STEWARD YOUR SCHEDULE
I’ve claimed the title of “Naptime Warrior” as I move swiftly through that never-ending list of to-dos while my kids are down for a nap. I’m convinced that keeping a list of priorities for the week helps me maintain focus on what really has to happen. Whatever I can do to check off that list while my kids are napping (or enjoying quiet time) is a win.
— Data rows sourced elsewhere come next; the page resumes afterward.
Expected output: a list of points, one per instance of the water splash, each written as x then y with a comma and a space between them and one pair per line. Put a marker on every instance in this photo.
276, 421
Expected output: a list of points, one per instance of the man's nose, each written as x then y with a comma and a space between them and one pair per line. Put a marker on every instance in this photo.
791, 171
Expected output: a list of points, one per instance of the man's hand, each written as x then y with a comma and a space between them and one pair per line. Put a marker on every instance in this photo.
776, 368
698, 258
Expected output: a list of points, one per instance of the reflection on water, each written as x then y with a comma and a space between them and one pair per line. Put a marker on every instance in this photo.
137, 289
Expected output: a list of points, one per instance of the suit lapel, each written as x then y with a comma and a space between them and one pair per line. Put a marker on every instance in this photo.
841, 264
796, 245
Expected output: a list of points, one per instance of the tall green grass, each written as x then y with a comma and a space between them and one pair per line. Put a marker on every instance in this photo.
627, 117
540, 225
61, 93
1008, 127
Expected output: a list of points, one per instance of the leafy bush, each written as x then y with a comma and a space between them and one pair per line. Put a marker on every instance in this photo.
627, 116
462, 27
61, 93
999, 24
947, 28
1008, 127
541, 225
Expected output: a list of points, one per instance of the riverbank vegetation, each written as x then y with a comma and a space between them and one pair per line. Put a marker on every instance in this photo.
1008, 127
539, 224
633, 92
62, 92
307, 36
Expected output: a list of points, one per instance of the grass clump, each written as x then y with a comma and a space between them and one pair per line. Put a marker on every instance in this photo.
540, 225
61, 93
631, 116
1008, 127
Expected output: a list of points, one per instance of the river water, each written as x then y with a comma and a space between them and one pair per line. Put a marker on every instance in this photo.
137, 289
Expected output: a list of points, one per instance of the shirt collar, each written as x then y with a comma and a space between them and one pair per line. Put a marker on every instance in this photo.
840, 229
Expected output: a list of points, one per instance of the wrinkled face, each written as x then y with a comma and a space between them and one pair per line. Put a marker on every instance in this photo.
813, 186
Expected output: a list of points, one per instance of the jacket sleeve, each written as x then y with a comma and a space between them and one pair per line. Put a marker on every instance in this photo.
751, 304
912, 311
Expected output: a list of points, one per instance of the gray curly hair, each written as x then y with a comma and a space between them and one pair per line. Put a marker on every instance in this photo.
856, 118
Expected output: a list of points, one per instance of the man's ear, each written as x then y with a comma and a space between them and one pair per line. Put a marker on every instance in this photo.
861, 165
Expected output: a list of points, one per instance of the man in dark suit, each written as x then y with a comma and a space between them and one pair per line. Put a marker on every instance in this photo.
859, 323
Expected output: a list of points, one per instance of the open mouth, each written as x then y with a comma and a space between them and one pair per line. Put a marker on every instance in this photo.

Stewarding my time well has given me hours of my life back. Literally. I’m convinced effective entrepreneurs (and mothers in general) have a knack for fitting a size-12 schedule into a size-2 day. It’s taking advantage of optimal pockets of time, being able to dig in when it matters most, and ultimately having peace when not everything gets done in a day.
LEAN INTO GRACE
Leaning into grace looks a lot like taking breaks. Mealtimes are a natural way to implement face-to-face time with those you love. In the warmer months, I especially love setting up a picnic in the backyard to enjoy lunch with my kids. It gets us outside in the fresh air and in one another’s presence while also achieving a practical aspect of our day. I’ve also implemented a habit of taking a weekday off just to be with my kids. On this day, we get out of our routine and do something together. Hiking, baking, crafting, gardening are things we’re enjoying this summer. Having a day like this gives us all something to look forward to and keeps us purposeful in making memories together.
FIRST AND SECOND THINGS
C.S. Lewis wrote, “Put first things first and we get second things thrown in: put second things first and we lose both first and second things.” I believe his inspiration comes from Matthew 6:33, “But seek first the kingdom of God and his righteousness, and all these things will be added to you.” My work is just a means to love my children well, and as much purpose as it may seem to give, the greatest calling is my family. More than prioritizing my to-dos, I want to prioritize my values. My prayer is that I seek first God’s kingdom, and that in doing so, I may have the wisdom and discernment to steward well the ‘first things’ in my life.
My days are often a blur, but I’m building a new rhythm of being present: hiding inside the minute-hand of the clock and stealing away time. (Maybe we all have looked at time differently in the face of a pandemic? I pray so.) These simple yet powerful strategies keep me not just surviving, but thriving. They keep me attentive to the gentle ways of my children—my canaries in the coal mine—keeping them singing all along the way.